Reputation: 421
I have a case where I am trying to append the calculated percent value in a understandable format into a column in my dataframe called df. When I say understandable format the output into the column should go like '40% Matched'
, like in the case below.
df = pd.DataFrame({ 'Col1':[['Phone', 'Watch', 'Pen', 'Pencil', 'Knife'],['apple','orange','mango','cherry','banana','kiwi','tomato','avocado']], 'Col2': [['Phone', 'Watch', 'Pen', 'Pencil', 'fork'],['orange','avocado','kiwi','mango','grape','lemon','tomato']]})

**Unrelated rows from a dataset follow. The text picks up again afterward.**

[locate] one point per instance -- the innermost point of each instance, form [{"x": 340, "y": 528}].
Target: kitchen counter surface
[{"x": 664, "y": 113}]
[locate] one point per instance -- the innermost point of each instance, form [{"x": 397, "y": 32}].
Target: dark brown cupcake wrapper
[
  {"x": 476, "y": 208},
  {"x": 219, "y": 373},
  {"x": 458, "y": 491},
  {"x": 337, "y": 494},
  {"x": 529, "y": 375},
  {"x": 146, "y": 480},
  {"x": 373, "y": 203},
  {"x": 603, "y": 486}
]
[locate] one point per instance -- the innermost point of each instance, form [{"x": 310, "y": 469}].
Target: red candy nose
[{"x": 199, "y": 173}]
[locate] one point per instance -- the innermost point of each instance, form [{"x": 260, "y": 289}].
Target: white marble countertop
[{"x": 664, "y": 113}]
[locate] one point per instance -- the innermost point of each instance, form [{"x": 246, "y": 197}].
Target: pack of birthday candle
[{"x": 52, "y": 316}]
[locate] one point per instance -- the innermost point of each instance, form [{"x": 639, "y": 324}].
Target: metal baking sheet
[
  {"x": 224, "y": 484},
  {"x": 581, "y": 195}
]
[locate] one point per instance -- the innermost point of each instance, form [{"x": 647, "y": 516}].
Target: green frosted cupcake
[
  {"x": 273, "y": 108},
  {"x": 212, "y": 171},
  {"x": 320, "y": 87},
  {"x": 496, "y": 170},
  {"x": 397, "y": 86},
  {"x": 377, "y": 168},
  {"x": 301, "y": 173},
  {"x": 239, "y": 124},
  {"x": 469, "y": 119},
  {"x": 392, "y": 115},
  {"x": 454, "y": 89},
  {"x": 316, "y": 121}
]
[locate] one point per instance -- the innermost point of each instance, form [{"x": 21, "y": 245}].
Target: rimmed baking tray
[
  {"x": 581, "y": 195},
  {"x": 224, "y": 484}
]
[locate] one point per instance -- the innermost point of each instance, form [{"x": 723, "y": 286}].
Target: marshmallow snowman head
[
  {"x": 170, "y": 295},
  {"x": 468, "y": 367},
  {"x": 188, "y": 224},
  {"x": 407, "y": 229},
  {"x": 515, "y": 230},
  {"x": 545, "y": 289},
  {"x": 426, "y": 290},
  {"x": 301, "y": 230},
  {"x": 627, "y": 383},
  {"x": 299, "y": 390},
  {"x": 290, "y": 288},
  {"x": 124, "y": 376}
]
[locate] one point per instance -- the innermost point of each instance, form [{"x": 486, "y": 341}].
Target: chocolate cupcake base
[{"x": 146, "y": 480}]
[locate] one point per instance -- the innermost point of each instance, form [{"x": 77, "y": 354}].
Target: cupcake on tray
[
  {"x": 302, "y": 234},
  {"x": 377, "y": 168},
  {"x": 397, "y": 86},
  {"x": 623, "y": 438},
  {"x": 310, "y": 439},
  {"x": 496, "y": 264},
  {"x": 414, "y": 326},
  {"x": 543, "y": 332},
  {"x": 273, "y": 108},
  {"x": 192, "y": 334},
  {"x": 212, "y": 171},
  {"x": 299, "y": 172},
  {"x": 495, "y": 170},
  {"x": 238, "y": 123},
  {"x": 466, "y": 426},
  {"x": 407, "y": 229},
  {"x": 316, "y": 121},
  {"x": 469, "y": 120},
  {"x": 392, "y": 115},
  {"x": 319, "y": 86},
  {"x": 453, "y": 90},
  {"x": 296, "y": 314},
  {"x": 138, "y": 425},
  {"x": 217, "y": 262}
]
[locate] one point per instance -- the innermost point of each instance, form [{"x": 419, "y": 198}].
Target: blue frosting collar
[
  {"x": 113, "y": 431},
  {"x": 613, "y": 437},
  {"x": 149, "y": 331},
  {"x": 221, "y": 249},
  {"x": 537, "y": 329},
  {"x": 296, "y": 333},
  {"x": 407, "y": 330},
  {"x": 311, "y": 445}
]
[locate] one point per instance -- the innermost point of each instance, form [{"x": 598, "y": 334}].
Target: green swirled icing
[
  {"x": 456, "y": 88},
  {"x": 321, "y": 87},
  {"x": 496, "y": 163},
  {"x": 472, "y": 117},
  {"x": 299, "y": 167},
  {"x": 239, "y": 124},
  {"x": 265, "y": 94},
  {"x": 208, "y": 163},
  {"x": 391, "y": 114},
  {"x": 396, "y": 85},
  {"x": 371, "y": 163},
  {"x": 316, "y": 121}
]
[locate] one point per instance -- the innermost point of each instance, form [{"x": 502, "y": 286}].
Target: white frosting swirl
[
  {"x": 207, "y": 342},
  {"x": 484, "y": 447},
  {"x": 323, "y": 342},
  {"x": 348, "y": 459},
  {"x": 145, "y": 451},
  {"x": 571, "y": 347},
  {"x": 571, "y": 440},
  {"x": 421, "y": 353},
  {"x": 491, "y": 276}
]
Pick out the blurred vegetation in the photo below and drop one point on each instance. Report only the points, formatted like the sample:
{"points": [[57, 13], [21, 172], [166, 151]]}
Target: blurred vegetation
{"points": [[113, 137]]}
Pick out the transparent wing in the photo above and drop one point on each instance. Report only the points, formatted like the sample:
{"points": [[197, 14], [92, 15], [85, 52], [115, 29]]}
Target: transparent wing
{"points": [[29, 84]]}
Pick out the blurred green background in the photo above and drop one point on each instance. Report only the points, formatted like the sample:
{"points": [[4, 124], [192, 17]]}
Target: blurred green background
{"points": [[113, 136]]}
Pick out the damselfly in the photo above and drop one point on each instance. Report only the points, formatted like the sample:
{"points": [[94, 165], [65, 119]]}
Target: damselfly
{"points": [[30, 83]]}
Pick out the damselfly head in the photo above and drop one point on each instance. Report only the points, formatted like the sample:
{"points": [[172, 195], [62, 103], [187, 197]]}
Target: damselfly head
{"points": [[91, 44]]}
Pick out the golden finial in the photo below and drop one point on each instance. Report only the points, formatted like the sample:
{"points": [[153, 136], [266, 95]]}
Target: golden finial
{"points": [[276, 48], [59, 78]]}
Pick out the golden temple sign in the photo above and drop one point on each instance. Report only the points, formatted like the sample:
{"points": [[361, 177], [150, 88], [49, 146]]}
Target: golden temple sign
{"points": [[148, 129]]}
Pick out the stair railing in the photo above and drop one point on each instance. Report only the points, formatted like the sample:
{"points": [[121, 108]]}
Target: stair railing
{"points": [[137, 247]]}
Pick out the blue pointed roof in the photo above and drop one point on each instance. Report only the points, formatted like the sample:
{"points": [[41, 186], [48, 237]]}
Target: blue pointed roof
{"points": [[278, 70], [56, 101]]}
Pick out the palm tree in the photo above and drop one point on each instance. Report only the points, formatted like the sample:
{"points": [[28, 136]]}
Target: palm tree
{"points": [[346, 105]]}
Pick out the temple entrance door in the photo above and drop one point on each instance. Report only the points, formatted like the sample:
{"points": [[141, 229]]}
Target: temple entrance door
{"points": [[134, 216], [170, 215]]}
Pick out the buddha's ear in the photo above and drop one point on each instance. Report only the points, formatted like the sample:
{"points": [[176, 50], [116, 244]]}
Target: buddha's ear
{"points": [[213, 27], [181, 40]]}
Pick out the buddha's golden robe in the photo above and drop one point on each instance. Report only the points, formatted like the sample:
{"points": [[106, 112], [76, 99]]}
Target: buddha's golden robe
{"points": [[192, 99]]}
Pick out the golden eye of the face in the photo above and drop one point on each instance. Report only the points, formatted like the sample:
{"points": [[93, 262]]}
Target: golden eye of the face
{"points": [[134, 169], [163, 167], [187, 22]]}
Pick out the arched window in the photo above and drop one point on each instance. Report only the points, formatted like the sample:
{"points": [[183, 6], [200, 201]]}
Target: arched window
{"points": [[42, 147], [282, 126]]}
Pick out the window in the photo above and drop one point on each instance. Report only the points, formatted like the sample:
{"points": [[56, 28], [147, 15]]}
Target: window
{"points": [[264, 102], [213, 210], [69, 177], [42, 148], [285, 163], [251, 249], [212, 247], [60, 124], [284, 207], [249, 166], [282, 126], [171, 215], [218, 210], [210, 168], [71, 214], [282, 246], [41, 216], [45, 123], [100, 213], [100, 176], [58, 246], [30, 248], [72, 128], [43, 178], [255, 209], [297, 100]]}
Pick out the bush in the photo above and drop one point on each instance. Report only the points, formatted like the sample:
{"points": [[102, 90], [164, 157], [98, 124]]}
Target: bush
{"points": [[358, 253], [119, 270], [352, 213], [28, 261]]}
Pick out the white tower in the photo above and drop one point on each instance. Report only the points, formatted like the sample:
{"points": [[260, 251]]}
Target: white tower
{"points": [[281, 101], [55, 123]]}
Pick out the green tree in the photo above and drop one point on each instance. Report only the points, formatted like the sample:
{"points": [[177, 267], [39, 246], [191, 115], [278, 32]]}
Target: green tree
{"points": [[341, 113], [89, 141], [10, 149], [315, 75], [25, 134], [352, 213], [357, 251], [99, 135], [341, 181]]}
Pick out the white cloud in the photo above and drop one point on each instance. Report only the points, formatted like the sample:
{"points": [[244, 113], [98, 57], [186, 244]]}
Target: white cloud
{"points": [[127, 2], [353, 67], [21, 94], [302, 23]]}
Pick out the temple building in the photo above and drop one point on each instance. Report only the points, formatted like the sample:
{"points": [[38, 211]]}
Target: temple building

df['Matched Percent'] = 'No Match'
for index,(lst1,lst2) in enumerate(zip(df['Col1'],df['Col2'])):
if(lst1 == lst2):
print('100% Matched')
else:
c1 = Counter(lst1)
c2 = Counter(lst2)
matching = {k: c1[k]+c2[k] for k in c1.keys() if k in c2}
text = '% Matched'
if len(lst1) > len(lst2):
out = round(len(matching)/len(lst1)*100)
#df['Matched Percent'].append(out,'% Matched')
print(out,'% Matched')
else:
out = round(len(matching)/len(lst2)*100)
#df['Matched Percent'].append(out,'% Matched')
print(out,'% Matched')
80 % Matched
62 % Matched
TypeError: cannot concatenate object of type "<class 'int'>"; only pd.Series, pd.DataFrame, and pd.Panel (deprecated) objs are valid
I keep getting TypeError. I tried a couple of ways but no luck. I am able to print the values in the way I want in my screen as shown above. But when I append it to my dataframe df
it fails. Appreciate advice on how to solve this.
Upvotes: 1
Views: 4431
Reputation: 21
If I understand your question correctly,
df = pd.DataFrame({ 'Col1':[['Phone', 'Watch', 'Pen', 'Pencil', 'Knife'], ['apple','orange','mango','cherry','banana','kiwi','tomato','avocado']], 'Col2': [['Phone', 'Watch', 'Pen', 'Pencil', 'fork'], ['orange','avocado','kiwi','mango','grape','lemon','tomato']]}) df['Matched Percent'] = 'No Match' for index,(lst1,lst2) in enumerate(zip(df['Col1'],df['Col2'])): if(lst1 == lst2): print('100% Matched') df['Matched Percent'][index] = '{}% Matched'.format(100) else: c1 = Counter(lst1) c2 = Counter(lst2) matching = {k: c1[k]+c2[k] for k in c1.keys() if k in c2} text = '% Matched' if len(lst1) > len(lst2): out = round(len(matching)/len(lst1)*100) #df['Matched Percent'].append(out,'% Matched') print(out,'% Matched') df['Matched Percent'][index] = '{}% Matched'.format(out) else: out = round(len(matching)/len(lst2)*100) #df['Matched Percent'].append(out,'% Matched') print(out,'% Matched') df['Matched Percent'][index] = '{}% Matched'.format(out)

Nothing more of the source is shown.